If you expect users of the old behavior to be rare, or in situations where it’s easy to fix the problem in userland, this two-step process is all you need.

Making a BC break gentler. Now, to be clear, making a function that used to work raise an error is still a BC breaking change, and you can potentially break people by doing so! In a situation where the BC breaking API to be widely used, you can soften the blow by adding more steps:

First, make the deprecated API raise a warning.
Next, make the deprecated API raise an error.
Finally, switch the deprecated API to the new semantics.

If you are rolling out your change to a bigco style monorepo, it is better to replace a “warning” with “some sort of telemetry where you can identify all users of the deprecated API.” Then you can roll out (1) to the fleet, look for breakages and proactively fix them before moving on to step (2).
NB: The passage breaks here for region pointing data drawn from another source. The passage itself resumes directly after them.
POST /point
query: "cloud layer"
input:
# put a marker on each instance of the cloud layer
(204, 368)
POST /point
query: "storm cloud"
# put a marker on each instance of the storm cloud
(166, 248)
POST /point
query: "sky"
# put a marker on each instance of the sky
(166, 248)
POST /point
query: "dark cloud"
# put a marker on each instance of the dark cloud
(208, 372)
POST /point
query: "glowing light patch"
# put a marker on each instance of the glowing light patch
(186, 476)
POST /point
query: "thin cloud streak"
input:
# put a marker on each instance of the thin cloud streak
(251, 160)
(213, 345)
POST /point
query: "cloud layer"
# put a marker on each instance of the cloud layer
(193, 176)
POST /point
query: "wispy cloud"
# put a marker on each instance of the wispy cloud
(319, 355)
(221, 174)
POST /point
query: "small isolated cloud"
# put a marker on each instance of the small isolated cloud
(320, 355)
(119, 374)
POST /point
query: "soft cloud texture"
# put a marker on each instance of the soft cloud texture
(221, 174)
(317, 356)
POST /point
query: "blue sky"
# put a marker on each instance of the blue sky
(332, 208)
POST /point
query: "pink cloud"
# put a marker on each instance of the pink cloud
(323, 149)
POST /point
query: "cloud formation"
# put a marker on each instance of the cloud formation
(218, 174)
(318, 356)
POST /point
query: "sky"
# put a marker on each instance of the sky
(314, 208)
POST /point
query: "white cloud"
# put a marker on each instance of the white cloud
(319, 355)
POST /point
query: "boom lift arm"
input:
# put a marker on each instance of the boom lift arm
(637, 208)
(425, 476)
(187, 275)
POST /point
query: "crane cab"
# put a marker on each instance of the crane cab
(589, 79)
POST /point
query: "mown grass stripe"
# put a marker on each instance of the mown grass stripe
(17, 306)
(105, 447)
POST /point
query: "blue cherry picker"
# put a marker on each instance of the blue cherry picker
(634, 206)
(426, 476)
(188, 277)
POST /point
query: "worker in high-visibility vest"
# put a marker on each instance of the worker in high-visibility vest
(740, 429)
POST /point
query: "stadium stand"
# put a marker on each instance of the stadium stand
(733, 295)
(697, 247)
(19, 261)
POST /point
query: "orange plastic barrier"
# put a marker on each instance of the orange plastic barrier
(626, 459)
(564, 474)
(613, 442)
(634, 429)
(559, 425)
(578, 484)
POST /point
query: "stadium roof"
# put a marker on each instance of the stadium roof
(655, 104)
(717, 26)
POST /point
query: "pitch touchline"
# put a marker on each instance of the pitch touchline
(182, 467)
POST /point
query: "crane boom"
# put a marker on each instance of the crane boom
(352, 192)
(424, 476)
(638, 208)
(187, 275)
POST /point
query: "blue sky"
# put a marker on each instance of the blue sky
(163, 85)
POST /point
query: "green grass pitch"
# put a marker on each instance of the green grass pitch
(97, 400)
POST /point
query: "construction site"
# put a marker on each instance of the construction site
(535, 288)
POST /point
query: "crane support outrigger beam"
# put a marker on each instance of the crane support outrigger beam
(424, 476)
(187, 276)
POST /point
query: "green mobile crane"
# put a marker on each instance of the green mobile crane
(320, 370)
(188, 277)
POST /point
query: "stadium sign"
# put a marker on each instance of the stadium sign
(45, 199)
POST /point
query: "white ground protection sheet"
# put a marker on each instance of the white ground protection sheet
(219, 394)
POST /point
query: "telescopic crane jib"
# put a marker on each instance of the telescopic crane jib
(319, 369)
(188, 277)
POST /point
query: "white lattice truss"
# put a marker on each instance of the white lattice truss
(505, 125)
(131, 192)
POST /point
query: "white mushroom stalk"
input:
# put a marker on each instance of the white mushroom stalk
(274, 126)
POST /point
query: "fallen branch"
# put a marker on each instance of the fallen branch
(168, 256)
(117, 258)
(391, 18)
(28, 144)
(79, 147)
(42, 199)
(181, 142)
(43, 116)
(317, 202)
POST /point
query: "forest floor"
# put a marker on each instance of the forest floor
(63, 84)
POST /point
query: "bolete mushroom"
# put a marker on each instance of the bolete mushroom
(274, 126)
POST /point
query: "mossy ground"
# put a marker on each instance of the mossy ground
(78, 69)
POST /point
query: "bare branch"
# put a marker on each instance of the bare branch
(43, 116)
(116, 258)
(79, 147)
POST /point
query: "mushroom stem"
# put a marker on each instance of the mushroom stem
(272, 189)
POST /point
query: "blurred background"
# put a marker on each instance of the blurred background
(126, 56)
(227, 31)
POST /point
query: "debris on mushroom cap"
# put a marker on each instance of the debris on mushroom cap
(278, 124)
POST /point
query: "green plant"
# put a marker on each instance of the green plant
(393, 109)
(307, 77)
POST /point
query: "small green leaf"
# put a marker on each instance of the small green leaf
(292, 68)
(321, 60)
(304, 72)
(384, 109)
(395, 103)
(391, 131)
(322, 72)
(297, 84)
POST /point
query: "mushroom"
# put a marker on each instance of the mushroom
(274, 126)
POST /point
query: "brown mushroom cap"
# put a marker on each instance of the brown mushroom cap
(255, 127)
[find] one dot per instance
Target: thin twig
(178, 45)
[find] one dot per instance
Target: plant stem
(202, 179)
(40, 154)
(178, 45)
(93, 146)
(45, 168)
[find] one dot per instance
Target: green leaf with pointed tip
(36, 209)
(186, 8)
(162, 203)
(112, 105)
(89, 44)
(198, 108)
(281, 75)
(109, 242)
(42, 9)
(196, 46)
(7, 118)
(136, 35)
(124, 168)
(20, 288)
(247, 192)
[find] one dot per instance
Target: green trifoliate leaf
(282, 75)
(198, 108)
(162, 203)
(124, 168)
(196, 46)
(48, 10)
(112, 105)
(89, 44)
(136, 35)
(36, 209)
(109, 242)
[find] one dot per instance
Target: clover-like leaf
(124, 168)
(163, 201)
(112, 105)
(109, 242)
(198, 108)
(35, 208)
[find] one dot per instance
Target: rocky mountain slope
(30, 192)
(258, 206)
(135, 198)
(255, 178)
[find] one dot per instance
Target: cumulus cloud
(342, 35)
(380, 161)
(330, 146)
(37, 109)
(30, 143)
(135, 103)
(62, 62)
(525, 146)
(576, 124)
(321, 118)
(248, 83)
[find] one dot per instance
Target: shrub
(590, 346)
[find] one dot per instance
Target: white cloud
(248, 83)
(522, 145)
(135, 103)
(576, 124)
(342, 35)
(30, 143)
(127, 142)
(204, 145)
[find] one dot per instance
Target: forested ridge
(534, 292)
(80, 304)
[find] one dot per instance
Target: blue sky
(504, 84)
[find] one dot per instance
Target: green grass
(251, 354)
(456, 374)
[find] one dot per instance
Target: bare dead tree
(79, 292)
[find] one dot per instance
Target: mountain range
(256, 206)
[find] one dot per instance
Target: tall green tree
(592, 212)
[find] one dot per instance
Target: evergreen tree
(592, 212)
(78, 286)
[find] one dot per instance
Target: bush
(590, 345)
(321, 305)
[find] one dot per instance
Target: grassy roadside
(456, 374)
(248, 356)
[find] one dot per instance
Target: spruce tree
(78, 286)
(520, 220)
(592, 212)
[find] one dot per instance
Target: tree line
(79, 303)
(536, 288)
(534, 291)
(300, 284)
However, sometimes release cycles can be very slow (from personal experience, it can take more than a month for new code to be taken up in some systems), so you can’t rely on this catching everything.

When you actually make the API raise an error, it is helpful to have a circuit breaker or feature flag that lets you easily revert back to the old (non-erroring) behavior. This is helpful if someone is trying to take a version update of your software, and everything is fine except for this BC breakage. The feature flag lets you temporarily turn off the BC breakage until you’re able to go fix the code, because sometimes it is inconvenient to rollback all of the code.

Miscellanea. Sometimes, it is difficult to tell if a deprecated usage of an API occurred. For example, in the past I worked on an ill-fated attempt to make reshape() always return semantically a clone of a tensor (using copy-on-write when a clone was not actually needed). It is difficult to tell if a reshape() usage here is deprecated, because to observe it you have to do a observable mutation on the input/output of reshape and observe this mutation in the output/input; it’s not as simple as raising an error when reshape() is called. In a situation like this, you may need to build an apparatus to simply detect if you should error or not in the first place.